If you’ve ever had your heart absolutely excavated with kindness and support, you’ll understand the sort of bone-deep tired that comes after that, too. It's the kind of tired that wants tea more than sleep. The kind that makes you want to sit in quiet and sip something warm until your spirit catches up with your body again.I briefly thought about chamomile—but then I remembered: it makes my head stuffy. Turns out I'm probably allergic to it, which makes sense. Chamomile belongs to the daisy family, and if you’ve got pollen issues, it can betray you in the most savage way: headaches, congestion, that scratchy-itchy everything feeling. Really rude for such a pretty bloom if you ask me!
So I picked something more me. Strong, walk on the top, Typhoo. No frills, no flowers—just bold, working-class tea that hits like a hug and a slap in one. (But with a lot of dairy and too much sugar because that's just how I roll).

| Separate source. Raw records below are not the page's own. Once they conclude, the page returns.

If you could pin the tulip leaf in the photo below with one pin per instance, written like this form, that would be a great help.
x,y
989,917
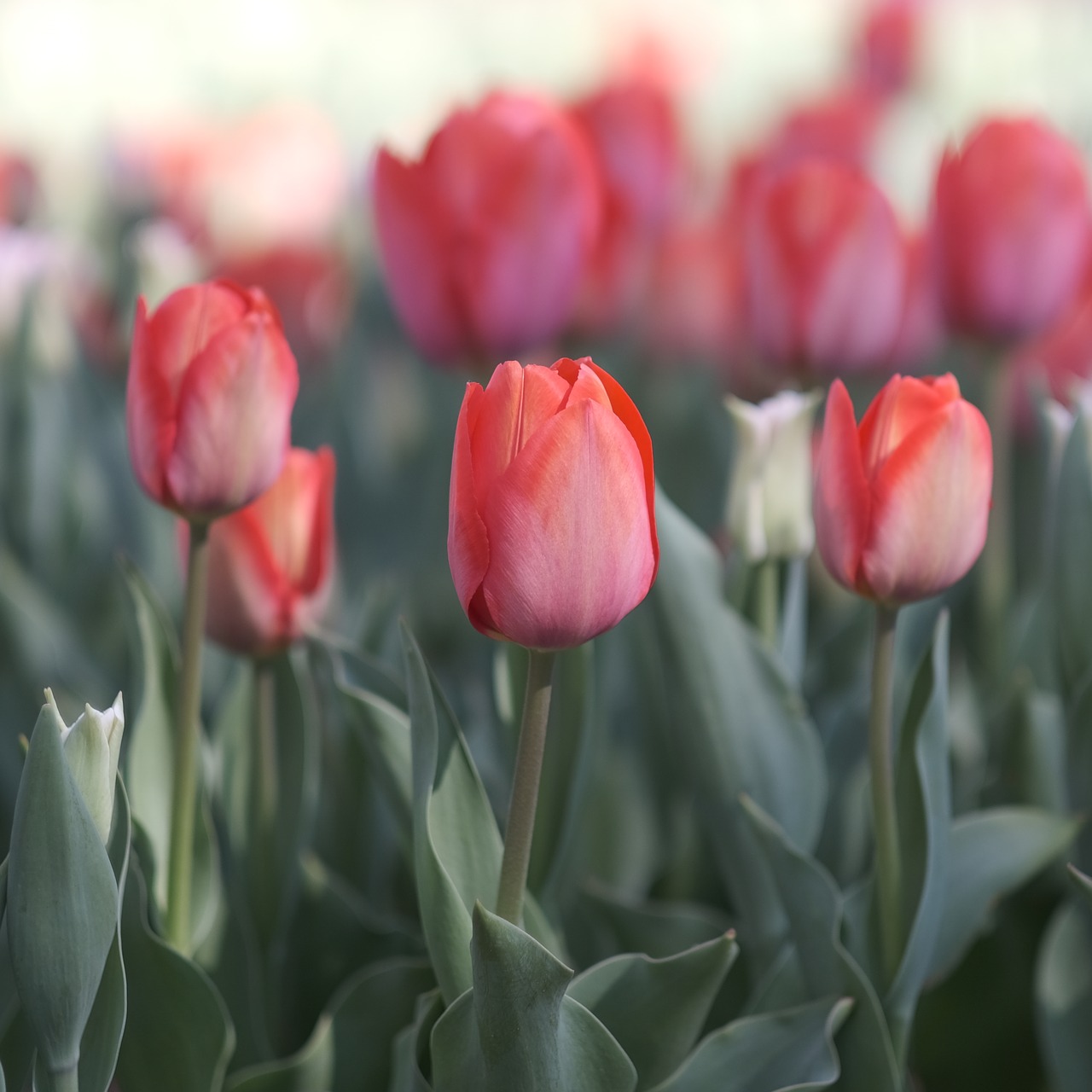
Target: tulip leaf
x,y
815,909
923,800
788,1051
456,845
168,993
518,1029
62,900
990,854
655,1008
744,729
1064,998
151,760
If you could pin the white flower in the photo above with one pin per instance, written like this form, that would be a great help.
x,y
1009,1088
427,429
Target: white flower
x,y
770,495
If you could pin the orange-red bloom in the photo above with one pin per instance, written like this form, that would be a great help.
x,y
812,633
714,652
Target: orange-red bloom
x,y
552,535
902,502
271,564
212,383
485,241
1013,229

Also, thankfully, I don't have any chamomile in the house even if I had been feeling that level of adventurous (or masochistic) because yeah, a past me remembered to toss it so a forgetful future me wouldn't try to drink it again and suffer like a damned fool.
And that’s when the flower thoughts started to bloom.
For most of my life, I heard my birth flower was the chrysanthemum because some charts say that is the flower of November. I mean, it is pretty, formal, a little cold, mostly associated with funerals or arranged bouquets, also cheap and plentiful, right? My feelings about them were complicated—especially given that “mum” was both a pretty flower and the name of someone who caused some of my earliest and deepest wounds. Strange, right? That something so fragile and decorative could be wrapped in such dark echoes for me.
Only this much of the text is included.